La penetración en las causas psicológicas de El Murmullo, abre al espectador la doble posibilidad de un juicio redimitorio o condenatorio.

Reflexiones Ad Hoc
Hablar y escuchar es la fórmula que define toda comunicación. Allí, sus extremos marcados por la presencia de un emisor y un receptor, por lo general, fluctúan en versátiles transmutaciones de roles, cuya vertiginosidad torna casi innecesarios los distingos.
Sin embargo, ¿qué sucede si el que habla es siempre el mismo... y el que escucha, también? Pues la distinción no solo se vuelve palmaria sino hasta intolerable: tajantes emisores frente a receptores, encarnando sendos monólogos.
Pero si el que escucha, escucha y da señales de su recepción, ¿es correcto seguir pensando en monólogos?
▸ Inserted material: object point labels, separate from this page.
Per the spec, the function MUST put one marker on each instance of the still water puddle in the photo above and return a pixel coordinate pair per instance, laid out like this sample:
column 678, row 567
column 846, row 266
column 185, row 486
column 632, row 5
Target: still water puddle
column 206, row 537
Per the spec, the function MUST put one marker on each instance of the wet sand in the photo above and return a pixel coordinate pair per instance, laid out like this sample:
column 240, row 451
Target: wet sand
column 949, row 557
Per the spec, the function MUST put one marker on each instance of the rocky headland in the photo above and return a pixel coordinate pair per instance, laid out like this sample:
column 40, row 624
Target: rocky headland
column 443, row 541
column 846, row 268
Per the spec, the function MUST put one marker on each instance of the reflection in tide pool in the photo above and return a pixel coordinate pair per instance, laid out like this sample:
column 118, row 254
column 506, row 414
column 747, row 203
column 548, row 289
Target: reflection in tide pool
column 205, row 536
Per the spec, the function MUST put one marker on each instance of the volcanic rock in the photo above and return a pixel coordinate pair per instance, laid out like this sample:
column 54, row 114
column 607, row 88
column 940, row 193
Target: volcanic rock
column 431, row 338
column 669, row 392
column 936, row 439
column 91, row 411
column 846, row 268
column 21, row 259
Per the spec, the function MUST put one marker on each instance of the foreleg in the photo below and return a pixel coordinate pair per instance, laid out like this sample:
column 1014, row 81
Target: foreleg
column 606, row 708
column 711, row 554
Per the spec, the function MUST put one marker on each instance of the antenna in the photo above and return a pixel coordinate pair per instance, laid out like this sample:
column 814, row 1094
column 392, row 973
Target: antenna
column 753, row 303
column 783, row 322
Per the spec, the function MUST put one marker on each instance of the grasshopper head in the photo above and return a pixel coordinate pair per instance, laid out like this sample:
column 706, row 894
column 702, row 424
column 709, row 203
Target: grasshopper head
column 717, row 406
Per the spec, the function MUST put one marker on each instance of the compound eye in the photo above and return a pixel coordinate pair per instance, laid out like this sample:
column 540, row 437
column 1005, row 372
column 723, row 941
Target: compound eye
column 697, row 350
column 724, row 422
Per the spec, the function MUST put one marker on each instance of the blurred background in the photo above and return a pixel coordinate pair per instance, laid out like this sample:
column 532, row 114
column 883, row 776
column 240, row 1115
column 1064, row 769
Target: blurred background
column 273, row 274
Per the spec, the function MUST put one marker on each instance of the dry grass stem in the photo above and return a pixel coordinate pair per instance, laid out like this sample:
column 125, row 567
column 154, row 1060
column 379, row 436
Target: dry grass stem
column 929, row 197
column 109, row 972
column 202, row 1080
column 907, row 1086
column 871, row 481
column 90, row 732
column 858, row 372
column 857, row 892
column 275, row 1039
Bien me temo, que no.
Vamos acercándonos al quid de El Murmullo, pieza teatral, drama – cómico construido sobre la rutina altamente corrosiva del chisme, la mirada de los otros, la palabra de los otros dando cuenta de las vulneradas y ya no privadas sino públicas (demasiado públicas) vidas ajenas.
Admitamos, entonces, el poder de la palabra o mejor: de quien detenta la palabra. Su capacidad para tachar de infamia a quien le plazca, su acceso, manipulación, versión – creación, divulgación de la información, le confiere una autoridad legitimada por la recepción (no siempre aquiescente) del destinatario.
“Páseme la manguera” es la frase en que se cifra ése poder.
Sillones de jardín, noches – mañanas, mañanas – noches, objetos recurrentes (y ocurrentes), sincronía en los encuentros para la calumnia, inmovilidad vital, corrosión paulatina... son El Murmullo”.
Pero además es una argucia teatral que aproxima al espectador – con ojos y oídos – hacia las protagonistas, eslabones fundamentales de El Murmullo.
El Murmullo es, en realidad, la vista preliminar (aumentada en un ciento por ciento) de una realidad mínima, un argumento – si se quiere – prosaico que se magnifica gradualmente, hasta adquirir la malevolencia propia de las cosas chicas que se agrandan bajo la lupa.